Llamabot provides a class called `QueryBot` which implements everything above for you and allows you to just query the vector database.

So let's first write some "memories" as documents:

In [None]:
memories = ['Ben is really bad at video games, but Friend is excellent.',
       'Friend is a pro skiier, but Ben is terrified.',]

memory_filenames = []

for i, m in enumerate(memories):
    # write a temporary file
    temp_file = tempfile.NamedTemporaryFile(
        delete=False, mode='w', suffix=f'_memory_{i}.txt')
    with open(temp_file.name, "w") as f:
        f.write(m)
    print(f"Memory {i} written to {temp_file.name}")
    memory_filenames.append(temp_file.name)

In [None]:
from llamabot import QueryBot
from pathlib import Path

friend_prompt = """Your name is Friend.  \
You are having a conversation with your close friend Ben. \
You and Ben are sarcastic and poke fun at one another. \
But you care about each other and support one another."""
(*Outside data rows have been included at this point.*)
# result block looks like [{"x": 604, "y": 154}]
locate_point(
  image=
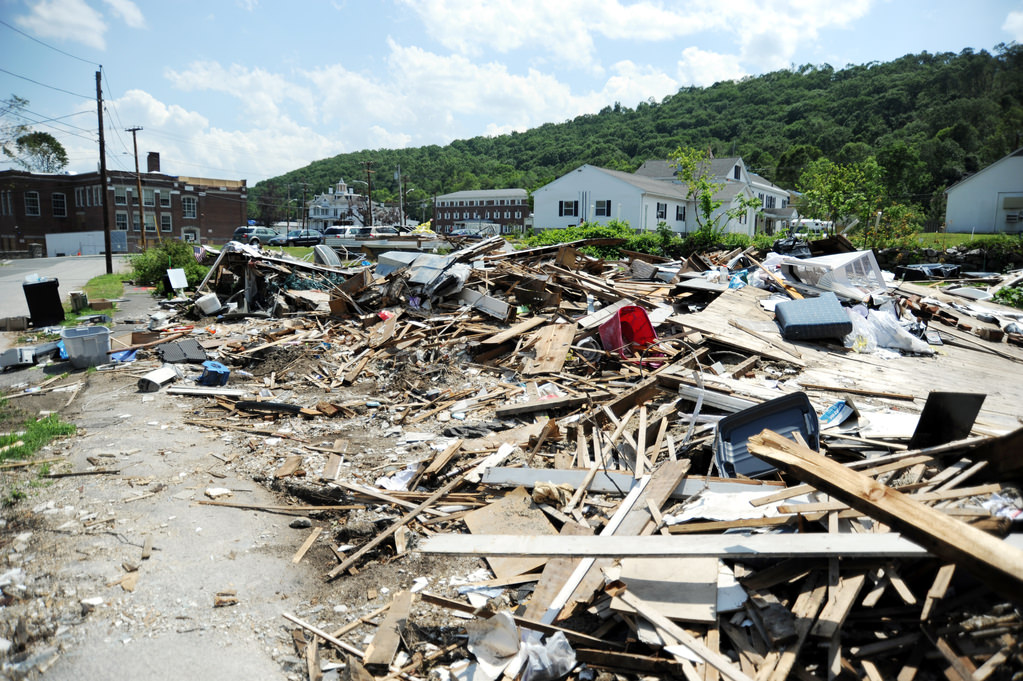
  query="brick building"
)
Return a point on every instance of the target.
[
  {"x": 473, "y": 209},
  {"x": 191, "y": 209}
]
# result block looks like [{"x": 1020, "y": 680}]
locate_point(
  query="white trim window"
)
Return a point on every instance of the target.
[
  {"x": 58, "y": 202},
  {"x": 568, "y": 209},
  {"x": 32, "y": 203}
]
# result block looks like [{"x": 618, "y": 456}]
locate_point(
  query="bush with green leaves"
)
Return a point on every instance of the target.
[
  {"x": 1011, "y": 296},
  {"x": 149, "y": 267}
]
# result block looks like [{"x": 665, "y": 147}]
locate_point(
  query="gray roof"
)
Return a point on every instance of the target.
[{"x": 485, "y": 193}]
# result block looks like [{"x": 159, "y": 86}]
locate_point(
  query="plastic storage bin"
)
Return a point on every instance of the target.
[
  {"x": 784, "y": 415},
  {"x": 811, "y": 318},
  {"x": 43, "y": 298},
  {"x": 86, "y": 346}
]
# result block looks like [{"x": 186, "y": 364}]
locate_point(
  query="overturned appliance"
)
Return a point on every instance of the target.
[{"x": 853, "y": 276}]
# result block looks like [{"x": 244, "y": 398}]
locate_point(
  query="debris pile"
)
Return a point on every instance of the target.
[{"x": 722, "y": 467}]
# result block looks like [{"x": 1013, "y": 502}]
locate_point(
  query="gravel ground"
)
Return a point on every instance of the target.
[{"x": 81, "y": 601}]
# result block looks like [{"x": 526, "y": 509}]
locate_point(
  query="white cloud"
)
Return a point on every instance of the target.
[
  {"x": 702, "y": 69},
  {"x": 1014, "y": 26},
  {"x": 128, "y": 11},
  {"x": 764, "y": 31},
  {"x": 71, "y": 20},
  {"x": 261, "y": 95},
  {"x": 632, "y": 84},
  {"x": 188, "y": 144}
]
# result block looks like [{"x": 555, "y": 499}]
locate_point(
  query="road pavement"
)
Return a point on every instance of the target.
[{"x": 72, "y": 272}]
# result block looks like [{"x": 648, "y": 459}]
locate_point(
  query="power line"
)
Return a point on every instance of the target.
[
  {"x": 51, "y": 87},
  {"x": 73, "y": 56}
]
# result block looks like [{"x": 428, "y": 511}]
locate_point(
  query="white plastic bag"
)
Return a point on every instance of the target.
[{"x": 550, "y": 661}]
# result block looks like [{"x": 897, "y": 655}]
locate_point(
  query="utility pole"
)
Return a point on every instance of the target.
[
  {"x": 305, "y": 209},
  {"x": 138, "y": 184},
  {"x": 369, "y": 188},
  {"x": 401, "y": 200},
  {"x": 102, "y": 177}
]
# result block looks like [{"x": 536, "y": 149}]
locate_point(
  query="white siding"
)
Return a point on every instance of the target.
[{"x": 976, "y": 205}]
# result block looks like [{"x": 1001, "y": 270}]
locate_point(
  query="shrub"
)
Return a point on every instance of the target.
[{"x": 149, "y": 267}]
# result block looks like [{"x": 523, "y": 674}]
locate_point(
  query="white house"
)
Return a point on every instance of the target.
[
  {"x": 338, "y": 206},
  {"x": 989, "y": 200},
  {"x": 651, "y": 195}
]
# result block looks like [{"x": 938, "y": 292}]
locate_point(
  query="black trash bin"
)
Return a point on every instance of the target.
[{"x": 44, "y": 302}]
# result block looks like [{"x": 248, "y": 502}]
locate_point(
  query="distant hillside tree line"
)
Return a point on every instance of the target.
[{"x": 914, "y": 126}]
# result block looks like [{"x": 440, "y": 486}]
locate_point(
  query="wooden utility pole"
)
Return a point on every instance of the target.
[
  {"x": 369, "y": 188},
  {"x": 102, "y": 176},
  {"x": 138, "y": 183}
]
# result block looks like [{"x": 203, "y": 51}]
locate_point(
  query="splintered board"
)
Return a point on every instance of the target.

query_completer = QueryBot(
    system_prompt=friend_prompt,
    model_name=f"ollama_chat/{sft_model}",
    collection_name="memories",
    document_paths=memory_filenames
)

# # note - you'll want to reset the collection 
# # if you want to replace existing memories
#query_completer.docstore.reset()


In [None]:
query = "Remember that time we played video games?"
print("Retrieved memory: ", 
      query_completer.docstore.retrieve(query, 1))

response = query_completer(query,
                n_results=1)

In [None]:
query = "Remember when we went skiing?"
print("Retrieved memory: ", 
      query_completer.docstore.retrieve(query, 1))

response = query_completer(query,
                n_results=1)